Pilots who spoke with the outlet said they could not disclose which airline they worked for because doing so would breach their employment contracts. The temporary stay on Biden’s order does not immediately take effect, and the next deadline for his federal mandate is Dec. 5, when businesses with over 100 employees must require unvaccinated employees to wear masks indoors. 

If the mandate does take effect, 84 million private sector workers could be required by their employers to get vaccinated for COVID-19 or submit to weekly testing. 

"If it actually comes down to that, it’s going to be catastrophic for the airline industry," Joshua Yoder, co-founder of US Freedom Flyers, said. "They can’t afford to lose 10% of their people, much less 20-30% across the various workgroups."

Those percentages are based on the estimated number of employees in the airline industry who have resisted getting the vaccine based on medical or religious reasons or other reservations, Yoder said. 
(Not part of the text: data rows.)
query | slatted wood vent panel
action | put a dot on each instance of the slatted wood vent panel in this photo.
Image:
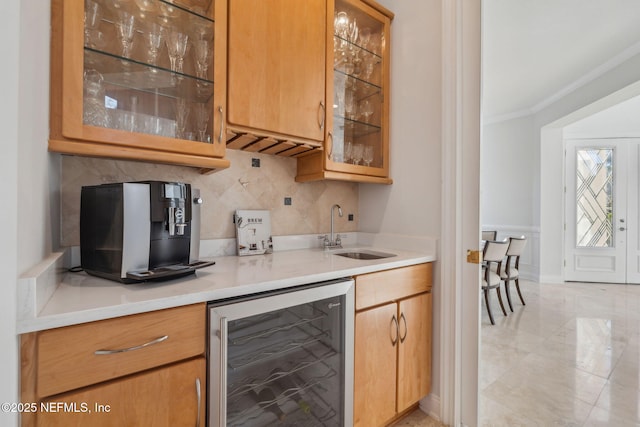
(269, 145)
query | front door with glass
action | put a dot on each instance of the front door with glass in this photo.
(601, 237)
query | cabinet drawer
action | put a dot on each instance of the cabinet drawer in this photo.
(390, 285)
(67, 359)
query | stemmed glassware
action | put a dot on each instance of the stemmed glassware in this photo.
(202, 50)
(92, 17)
(202, 121)
(348, 151)
(177, 47)
(358, 151)
(154, 37)
(366, 109)
(182, 115)
(367, 155)
(126, 31)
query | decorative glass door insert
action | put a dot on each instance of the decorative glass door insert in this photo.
(594, 197)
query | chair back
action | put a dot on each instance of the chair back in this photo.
(489, 234)
(516, 245)
(495, 251)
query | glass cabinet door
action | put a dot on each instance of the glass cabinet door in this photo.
(148, 68)
(360, 74)
(140, 74)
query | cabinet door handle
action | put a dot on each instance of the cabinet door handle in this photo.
(221, 124)
(394, 341)
(199, 397)
(322, 117)
(224, 325)
(137, 347)
(404, 320)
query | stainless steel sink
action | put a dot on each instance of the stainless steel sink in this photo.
(364, 254)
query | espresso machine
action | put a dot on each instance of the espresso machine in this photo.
(140, 231)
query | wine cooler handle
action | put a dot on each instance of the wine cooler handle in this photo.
(394, 341)
(137, 347)
(221, 124)
(322, 110)
(223, 370)
(404, 320)
(199, 397)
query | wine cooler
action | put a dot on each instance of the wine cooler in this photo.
(283, 358)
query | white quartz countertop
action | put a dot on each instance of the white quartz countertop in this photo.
(81, 298)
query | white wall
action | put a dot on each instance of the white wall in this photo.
(612, 87)
(509, 163)
(25, 165)
(9, 214)
(543, 173)
(411, 206)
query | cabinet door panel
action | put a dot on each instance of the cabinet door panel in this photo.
(276, 62)
(375, 366)
(161, 397)
(414, 351)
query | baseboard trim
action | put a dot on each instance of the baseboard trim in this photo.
(430, 405)
(551, 279)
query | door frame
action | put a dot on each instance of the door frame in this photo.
(599, 271)
(460, 326)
"Our governments, our companies, our union, and even a lot of our fellow employees, are not defending freedom, so we have to fill in the void," Robert Soudher, another co-founder of US Freedom Flyers, said. 
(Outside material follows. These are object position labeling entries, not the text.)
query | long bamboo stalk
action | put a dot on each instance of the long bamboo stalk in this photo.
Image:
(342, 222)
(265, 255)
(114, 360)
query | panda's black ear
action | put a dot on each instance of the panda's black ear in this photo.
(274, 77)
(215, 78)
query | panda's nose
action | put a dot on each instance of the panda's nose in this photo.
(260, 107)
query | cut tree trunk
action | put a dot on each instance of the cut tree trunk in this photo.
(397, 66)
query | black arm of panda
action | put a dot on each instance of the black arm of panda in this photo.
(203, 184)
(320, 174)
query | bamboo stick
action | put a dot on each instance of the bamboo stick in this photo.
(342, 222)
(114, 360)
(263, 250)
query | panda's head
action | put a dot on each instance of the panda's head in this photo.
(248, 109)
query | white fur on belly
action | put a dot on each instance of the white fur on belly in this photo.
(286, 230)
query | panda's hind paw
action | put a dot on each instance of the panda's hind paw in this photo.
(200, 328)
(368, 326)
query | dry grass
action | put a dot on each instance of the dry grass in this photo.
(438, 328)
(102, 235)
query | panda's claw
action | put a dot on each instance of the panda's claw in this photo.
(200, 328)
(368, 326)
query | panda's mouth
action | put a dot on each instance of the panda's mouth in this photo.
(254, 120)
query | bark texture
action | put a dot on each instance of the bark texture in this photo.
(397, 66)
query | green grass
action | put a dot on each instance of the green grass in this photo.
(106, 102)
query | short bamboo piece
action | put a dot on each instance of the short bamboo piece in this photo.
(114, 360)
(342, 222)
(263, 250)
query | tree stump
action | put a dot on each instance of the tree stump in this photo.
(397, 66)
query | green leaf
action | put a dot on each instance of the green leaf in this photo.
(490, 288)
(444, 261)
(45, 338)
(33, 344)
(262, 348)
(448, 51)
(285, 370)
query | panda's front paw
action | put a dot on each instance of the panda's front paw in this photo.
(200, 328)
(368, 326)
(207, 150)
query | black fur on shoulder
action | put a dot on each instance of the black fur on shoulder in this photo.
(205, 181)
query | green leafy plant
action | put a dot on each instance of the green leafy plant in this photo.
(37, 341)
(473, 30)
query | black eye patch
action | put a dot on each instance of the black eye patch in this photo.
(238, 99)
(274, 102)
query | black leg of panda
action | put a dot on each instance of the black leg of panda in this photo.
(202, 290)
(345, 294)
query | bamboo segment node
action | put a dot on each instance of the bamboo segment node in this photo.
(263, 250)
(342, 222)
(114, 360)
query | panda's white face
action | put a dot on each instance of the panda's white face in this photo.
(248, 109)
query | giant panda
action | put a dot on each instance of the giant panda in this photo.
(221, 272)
This comes after American Airlines canceled nearly 2,000 flights over the Halloween holiday weekend, citing staffing shortages, as severe winds at the airline’s main hub at Dallas-Fort Worth Airport prevented some employees from catching their next flights. That followed Columbus Day weekend earlier in October when Southwest Airlines also canceled hundreds of flights over what some speculated to be employees calling out sick in protest over vaccine mandates – something Southwest’s pilots union adamantly denied, Texas Monthly reported.